The Free Press, Mankato, MN

State, national news

July 8, 2013

To revive or raze: Sandstone grapples with empty icon


"This building was built to last hundreds of years," said Chatfield city clerk Joel Young, standing in the doorway of a classroom that's been refurbished to serve as a reception area for the auditorium. "It wouldn't be right to abandon it after just 75 years. The New Deal set us up, as long as we step up when it's time."

When Chatfield passed a referendum in 2007 to build a new school, the school board intended to tear the old one down unless the city wanted it. "It occurred to us that the buildings are probably the most prominent buildings in town," said Young. "They are tied to the hearts of many, many people." He said the community theater has performed in the auditorium every summer for decades. "You think about those things. And you think about community viability. What can you do to keep your residents and attract other residents? Not everybody plays softball. Some people like to take the stage and act or speak. And others like to be entertained."

"It occurred to us that maybe Chatfield is a more livable community if this place is repurposed into an art center," he said.

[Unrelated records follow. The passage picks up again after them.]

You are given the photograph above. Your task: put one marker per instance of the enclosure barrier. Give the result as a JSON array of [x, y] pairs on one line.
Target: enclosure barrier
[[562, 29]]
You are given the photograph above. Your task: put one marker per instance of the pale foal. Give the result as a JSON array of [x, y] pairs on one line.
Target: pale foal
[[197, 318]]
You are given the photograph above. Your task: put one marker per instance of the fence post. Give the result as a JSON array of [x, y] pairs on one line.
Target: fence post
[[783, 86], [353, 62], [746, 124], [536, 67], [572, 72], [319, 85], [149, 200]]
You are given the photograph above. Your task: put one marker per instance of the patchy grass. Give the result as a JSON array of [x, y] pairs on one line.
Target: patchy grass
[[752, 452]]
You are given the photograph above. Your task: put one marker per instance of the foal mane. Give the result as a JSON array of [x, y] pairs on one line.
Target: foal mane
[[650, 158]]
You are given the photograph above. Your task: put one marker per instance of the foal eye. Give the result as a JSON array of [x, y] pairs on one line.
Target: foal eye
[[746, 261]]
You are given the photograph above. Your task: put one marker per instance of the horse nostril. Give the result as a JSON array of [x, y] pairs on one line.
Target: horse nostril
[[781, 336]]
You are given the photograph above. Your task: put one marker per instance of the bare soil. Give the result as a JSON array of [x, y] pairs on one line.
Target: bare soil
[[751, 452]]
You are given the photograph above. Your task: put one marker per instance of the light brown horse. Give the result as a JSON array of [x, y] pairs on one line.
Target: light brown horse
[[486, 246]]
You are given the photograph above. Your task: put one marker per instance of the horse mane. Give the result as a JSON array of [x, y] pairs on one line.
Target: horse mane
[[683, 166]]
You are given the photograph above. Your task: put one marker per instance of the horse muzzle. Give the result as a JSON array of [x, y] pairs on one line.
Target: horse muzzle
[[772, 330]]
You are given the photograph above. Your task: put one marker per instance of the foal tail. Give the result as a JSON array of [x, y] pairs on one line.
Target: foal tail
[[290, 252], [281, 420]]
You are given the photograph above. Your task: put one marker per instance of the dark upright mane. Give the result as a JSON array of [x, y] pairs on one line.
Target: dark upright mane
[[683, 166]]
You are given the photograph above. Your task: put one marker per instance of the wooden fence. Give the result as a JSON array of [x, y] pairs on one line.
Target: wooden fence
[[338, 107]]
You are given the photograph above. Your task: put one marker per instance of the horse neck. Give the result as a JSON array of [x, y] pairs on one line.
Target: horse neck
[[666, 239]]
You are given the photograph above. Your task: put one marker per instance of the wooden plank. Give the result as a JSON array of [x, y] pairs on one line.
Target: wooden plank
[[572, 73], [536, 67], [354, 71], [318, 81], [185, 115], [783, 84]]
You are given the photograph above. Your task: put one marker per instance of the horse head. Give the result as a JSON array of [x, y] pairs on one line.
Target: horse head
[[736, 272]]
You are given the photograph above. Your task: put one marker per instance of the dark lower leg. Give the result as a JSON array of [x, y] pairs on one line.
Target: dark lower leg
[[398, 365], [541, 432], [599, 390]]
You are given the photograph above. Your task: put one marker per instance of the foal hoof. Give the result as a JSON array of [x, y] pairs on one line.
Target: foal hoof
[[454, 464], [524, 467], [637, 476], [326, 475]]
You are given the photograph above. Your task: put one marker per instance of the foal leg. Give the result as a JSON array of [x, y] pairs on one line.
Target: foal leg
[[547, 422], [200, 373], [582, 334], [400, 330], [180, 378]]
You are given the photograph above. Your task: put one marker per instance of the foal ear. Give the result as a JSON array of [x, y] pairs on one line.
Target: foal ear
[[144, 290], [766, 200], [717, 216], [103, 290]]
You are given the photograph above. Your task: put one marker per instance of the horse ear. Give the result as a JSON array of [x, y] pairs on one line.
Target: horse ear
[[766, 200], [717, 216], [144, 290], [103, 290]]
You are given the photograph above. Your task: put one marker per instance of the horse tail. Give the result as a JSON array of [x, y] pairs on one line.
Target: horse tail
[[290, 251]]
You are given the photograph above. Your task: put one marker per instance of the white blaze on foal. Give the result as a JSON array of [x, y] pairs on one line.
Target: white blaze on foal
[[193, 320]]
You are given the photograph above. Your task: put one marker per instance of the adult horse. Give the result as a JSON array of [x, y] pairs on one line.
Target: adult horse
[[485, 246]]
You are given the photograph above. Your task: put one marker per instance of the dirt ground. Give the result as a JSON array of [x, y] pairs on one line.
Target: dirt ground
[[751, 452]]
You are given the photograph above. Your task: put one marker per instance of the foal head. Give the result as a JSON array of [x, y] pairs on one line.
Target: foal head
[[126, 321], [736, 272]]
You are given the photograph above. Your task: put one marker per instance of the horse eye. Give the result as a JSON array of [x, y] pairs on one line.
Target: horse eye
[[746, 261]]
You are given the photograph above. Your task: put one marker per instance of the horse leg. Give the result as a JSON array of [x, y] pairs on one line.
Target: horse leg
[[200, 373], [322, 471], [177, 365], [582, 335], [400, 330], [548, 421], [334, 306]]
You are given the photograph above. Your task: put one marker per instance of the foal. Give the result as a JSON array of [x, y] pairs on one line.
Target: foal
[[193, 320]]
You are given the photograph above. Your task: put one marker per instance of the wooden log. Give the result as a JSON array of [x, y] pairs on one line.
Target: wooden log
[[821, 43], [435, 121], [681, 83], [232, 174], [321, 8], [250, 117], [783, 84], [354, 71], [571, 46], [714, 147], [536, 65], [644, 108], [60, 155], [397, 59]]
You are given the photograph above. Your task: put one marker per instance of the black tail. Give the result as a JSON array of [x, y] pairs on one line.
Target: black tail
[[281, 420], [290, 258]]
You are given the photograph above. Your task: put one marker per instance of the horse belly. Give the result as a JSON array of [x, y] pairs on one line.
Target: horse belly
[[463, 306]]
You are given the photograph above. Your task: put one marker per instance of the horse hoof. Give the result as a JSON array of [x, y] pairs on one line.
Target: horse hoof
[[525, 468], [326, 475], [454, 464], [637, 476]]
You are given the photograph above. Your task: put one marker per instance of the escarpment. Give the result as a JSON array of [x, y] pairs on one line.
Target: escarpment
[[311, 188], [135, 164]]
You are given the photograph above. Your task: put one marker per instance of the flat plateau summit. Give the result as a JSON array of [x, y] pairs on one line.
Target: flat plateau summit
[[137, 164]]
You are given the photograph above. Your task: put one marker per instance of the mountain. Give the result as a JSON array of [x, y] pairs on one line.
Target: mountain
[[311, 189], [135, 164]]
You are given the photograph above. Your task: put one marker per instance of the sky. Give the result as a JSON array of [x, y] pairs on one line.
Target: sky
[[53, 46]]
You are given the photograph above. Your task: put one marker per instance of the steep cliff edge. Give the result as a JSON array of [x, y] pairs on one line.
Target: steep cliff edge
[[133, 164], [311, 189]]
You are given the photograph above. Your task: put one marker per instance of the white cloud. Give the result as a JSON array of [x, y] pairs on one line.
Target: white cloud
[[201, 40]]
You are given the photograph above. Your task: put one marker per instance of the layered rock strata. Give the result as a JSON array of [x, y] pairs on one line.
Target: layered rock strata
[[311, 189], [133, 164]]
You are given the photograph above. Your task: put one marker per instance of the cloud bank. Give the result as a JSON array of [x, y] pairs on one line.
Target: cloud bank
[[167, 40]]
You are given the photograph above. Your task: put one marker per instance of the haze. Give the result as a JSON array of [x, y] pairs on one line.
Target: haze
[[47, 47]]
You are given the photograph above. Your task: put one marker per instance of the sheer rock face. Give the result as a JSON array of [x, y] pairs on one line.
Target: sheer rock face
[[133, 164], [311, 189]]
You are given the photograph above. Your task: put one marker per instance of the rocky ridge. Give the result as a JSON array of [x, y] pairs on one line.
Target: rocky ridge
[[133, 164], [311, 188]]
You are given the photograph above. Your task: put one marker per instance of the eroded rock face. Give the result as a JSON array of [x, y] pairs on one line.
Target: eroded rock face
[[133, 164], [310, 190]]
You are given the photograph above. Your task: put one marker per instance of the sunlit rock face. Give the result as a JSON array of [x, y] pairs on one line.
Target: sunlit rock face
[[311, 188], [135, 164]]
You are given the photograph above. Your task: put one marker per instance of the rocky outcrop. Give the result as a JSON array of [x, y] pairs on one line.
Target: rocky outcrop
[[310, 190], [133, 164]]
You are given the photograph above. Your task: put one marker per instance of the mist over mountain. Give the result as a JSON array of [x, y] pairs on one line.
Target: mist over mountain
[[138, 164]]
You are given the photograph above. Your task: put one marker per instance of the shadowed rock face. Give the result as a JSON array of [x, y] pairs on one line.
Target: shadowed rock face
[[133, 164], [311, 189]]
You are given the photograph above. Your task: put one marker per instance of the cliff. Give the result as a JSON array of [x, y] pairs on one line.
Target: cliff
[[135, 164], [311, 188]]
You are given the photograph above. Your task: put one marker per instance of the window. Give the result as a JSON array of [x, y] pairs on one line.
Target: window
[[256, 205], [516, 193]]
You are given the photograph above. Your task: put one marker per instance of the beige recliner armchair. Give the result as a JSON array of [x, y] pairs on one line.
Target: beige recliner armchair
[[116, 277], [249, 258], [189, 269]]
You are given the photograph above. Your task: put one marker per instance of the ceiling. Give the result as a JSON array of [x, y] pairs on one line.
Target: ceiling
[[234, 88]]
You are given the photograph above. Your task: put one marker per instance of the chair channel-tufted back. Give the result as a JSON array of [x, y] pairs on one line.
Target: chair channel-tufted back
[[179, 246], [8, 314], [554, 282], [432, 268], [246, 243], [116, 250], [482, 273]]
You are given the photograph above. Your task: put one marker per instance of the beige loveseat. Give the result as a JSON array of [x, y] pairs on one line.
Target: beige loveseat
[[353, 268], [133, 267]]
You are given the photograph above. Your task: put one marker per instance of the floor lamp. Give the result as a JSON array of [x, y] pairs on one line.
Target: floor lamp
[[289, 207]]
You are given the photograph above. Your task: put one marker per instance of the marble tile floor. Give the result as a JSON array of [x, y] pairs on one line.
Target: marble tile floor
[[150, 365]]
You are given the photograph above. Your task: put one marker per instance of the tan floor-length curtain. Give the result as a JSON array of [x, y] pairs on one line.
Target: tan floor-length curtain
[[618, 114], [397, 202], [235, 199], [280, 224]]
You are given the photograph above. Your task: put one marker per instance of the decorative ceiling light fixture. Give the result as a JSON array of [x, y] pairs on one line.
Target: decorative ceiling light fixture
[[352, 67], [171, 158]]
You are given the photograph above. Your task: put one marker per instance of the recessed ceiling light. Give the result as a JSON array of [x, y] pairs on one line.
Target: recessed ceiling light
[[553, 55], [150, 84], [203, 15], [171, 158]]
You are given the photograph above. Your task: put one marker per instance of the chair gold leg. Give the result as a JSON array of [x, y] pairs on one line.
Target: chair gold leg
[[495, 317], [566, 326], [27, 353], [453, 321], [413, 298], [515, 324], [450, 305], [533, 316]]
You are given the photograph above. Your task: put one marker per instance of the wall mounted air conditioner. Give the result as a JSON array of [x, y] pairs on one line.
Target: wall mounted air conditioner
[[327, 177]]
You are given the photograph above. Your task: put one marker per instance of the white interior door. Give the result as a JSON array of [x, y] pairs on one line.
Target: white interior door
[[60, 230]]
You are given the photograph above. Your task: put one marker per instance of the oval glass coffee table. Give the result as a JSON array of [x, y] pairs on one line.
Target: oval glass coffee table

The city was crafty and asked the school board to turn over not just the school, but also the money earmarked for tearing it down, $275,000. That would be enough to keep the building heated and insured, at least for a while. "We knew it would get us through a couple of years," said Young. "We were taking on a huge operating liability. It was courageous of the city council and the mayor."

What the old school really had going for it, however, were the people of Chatfield, who have a taste for the arts. "It's the natural heritage of the community," said Young. "We've had bands active in Chatfield since the 1800s. The city pays a stipend out of the general fund for the Chatfield Brass Band every year. The heritage of this community says we are into that sort of thing."